O sıcak Haziran gününde Atatürk yanına Milli Eğitim Bakanı Reşit Galip Bey'i, Nuri Conker'i, Ali Kılıç'ı, Başyaverini ve Afet İnan'ı alarak öğleye doğru Ankara Erkek Lisesi'ne gitti.

Aslında bu tarihi binaya ilk gidişi değildi. Yıllar öncesini anımsadı. 27Aralık 1919'da Sivas'tan Ankara'ya ilk geldiği zaman gaz lambalarının aydınlığında halka burada seslenmişti. O yüzden bu binayı çok seviyordu. Bir süre Milli Eğitim Bakanlığı da çalışmalarını bu binada sürdürmüştü.

Herkes büyük bir heyecanla Çankaya'dan gelen misafirleri karşıladı. Atatürk, tarih sınavının yapıldığı salona girmek istedi. Tarih öğretmeni Samih Nafiz Tansu'ydu. Sınavda tarih öğretmeninin yanı sıra çeşitli yerlerden gelmiş öğretmenler de bulunuyordu.

Heyet sınav salonunda yerini aldı ve sınav başladı. Olay sıradan bir sınav olmaktan çıkmıştı. Artık sınavı yapacak olan hocaları değil, ülkenin tarihini yeniden yazan bir ''Önder'' di. Öğrenciler ellerinde hazırladıkları tezlerle sınav salonundan tek tek içeriye girmeye başladılar. Atatürk tezlere bakıyor sonra da öğrencilere sorular soruyordu.

O gün sınava giren öğrencilerden birinin adı Aydın'dı. Tezini verdikten sonra Atatürk sordu, Aydın yanıtladı. Harita üzerinde açıklamalarda bulundu. Atatürk aldığı yanıtlardan son derece memnundu. Tarih önemli bir konuydu O'nun için.Cumhuriyet gençlerinin de tarihi iyi özümsemesi ve tahlil etmesi gerektiğine inanıyordu. Şimdi karşısında bu inancı gerçekleştirmiş bir lise öğrencisi duruyordu. Soruları bitince Aydın'la konuşmaya başladı:

- Sen ne olmak istiyorsun?

- Su mühendisi Paşam.

- Herkes su mühendisi olabilir, seni tarihçi yapalım ne dersin?

- Ailece böyle karar verdik, bunu değiştirmek için anne ve babamın rızasını almak lazımdır Paşam.

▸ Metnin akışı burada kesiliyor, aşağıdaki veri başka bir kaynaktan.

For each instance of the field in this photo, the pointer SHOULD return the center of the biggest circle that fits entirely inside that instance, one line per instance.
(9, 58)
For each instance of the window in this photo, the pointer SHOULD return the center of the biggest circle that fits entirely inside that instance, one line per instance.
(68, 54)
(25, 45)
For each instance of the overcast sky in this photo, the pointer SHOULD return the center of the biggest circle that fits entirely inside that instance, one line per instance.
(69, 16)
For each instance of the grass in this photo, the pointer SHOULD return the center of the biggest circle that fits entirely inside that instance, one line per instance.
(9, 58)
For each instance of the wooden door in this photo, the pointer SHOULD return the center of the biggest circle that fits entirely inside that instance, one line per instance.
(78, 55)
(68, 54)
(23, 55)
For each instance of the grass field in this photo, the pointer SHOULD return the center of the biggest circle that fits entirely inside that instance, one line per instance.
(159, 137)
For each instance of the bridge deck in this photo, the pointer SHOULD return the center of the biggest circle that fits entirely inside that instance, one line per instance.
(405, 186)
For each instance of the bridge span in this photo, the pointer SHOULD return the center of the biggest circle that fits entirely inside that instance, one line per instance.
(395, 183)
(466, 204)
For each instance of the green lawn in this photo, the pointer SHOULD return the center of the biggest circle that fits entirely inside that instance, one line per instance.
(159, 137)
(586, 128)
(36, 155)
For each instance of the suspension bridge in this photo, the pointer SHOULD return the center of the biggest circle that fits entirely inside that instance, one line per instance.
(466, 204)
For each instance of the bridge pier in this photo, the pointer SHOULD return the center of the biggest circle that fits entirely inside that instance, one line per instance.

- Aferim; bravo Aydın, pekiyi. O halde onlarla görüş, benim teklifimi de söyle, sonra gel Milli Eğitim Bakanı Reşit Galip Bey'e kararını bildir.

Aydın heyecanla dışanya çıktıktan sonra Atatürk, Milli Eğitim Bakanı'na döndü ve ''Bravo bu çocuğa, bu daha şimdiden öğretmen olmuştur, insan onu güvenerek bir orta okula öğretmen olarak gönderebilir, bu çocuğu takip edelim'' dedi.Bunun üzerine Milli Eğitim Bakanı Aydın'ın bir takdirnameyle ödüllendireceğini söyledi. Atatürk itiraz etti; ''Takdirnameden ne çıkar, daha başka bir şey yapmalı, tahsile göndermeli, Amerika'ya gönderip çocuğun çalışmasına bir değer katalım'' dedi.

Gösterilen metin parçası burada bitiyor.